München-Ludwigsvorstand * Nach einer Sitzung des Aufsichtsrates des Deutschen Theaters lässt dessen Chef Hep Monatzeder wissen, dass man sehr unzufrieden ist mit der Leistung der Architekten und Projektsteuerer. Doch eine Auswechslung der Verantwortlichen für die Baustelle will bei dem Stand des Verfahrens keiner mehr.

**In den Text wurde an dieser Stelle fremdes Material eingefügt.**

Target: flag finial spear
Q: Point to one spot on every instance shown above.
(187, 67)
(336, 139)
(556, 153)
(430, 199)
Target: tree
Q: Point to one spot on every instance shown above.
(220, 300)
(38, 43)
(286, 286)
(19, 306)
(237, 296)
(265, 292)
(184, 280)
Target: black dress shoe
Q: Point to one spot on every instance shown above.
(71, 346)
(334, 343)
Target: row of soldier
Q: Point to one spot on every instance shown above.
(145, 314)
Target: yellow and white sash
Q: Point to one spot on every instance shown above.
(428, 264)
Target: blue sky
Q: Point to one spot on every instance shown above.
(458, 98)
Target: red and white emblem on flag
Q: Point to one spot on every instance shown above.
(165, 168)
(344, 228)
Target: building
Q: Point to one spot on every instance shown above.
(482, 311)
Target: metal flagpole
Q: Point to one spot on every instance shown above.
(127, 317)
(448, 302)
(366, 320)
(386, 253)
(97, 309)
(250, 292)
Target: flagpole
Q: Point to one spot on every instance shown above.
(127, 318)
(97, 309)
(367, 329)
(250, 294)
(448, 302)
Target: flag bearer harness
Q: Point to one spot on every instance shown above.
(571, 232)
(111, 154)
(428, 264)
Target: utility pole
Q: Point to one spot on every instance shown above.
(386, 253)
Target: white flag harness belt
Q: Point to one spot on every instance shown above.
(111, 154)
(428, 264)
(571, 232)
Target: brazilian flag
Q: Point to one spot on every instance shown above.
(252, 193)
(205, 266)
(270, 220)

  • Deutlich wird, dass die 86 Millionen Euro nicht reichen werden.
  • Außerdem ist die geplante Wiedereröffnung im Frühjahr 2013 sehr ungewiss.
  • Womöglich wird der Umzugstermin erst im Oktober 2013 stattfinden. 
18. September 2012
Das Deutsche Theater muss einen Vertrag platzen lassen

München-Ludwigsvorstadt * In einer Aufsichtsratssitzung sagen die Fachleute, der Termin Juni 2013 für die Wiedereröffnung des Deutschen Theaters ist „mit hoher Wahrscheinlichkeit“ nicht zu halten. Das Deutsche Theater muss daraufhin einen unterschriftsreifen Vertrag für ein großes Musical wieder platzen lassen.

Als offizielle Gründe für die neuerliche Verzögerung werden angegeben: „die Komplexität des Bauvorhabens, Anpassung von Vertragsterminen, Wechsel von Firmen und Ausführungsdefizite“. Inklusive Zeltmiete wird die Sanierung mehr als 100 Millionen Euro kosten.

10. März 2014
Der Steuerhinterziehungs-Prozess gegen Uli Hoeneß beginnt

München * Prozessbeginn gegen den Präsidenten und Aufsichtsratsvorsitzenden des FC Bayern München, Uli Hoeneß. Die Anklage lautet auf Steuerhinterziehung in Höhe von 3,5 Millionen Euro. Zu Prozessbeginn gesteht Uli Hoeneß, dass nicht nur 3,5 Millionen, sondern 18,5 Millionen Euro Steuern hinterzogen habe. Er begründet dieses Geständnis damit, dass er einen reinen Tisch machen möchte, „ohne Wenn und Aber“.

14. März 2014
Hoeneß verzichtet auf eine Revision vor dem Bundesverwaltungsgericht

München * Uli Hoeneß weist nach seiner Verurteilung im Prozess wegen 28,46 Millionen Euro hinterzogenen Steuern seine Anwälte an, auf eine Revision vor dem Bundesverwaltungsgericht zu verzichten. Gleichzeitig legt er seine Ämter als Präsident und Aufsichtsratsvorsitzender des FC Bayern nieder.

Er muss damit seine dreieinhalbjährige Haftstrafe in der Justizvollzugsanstalt Landsberg antreten.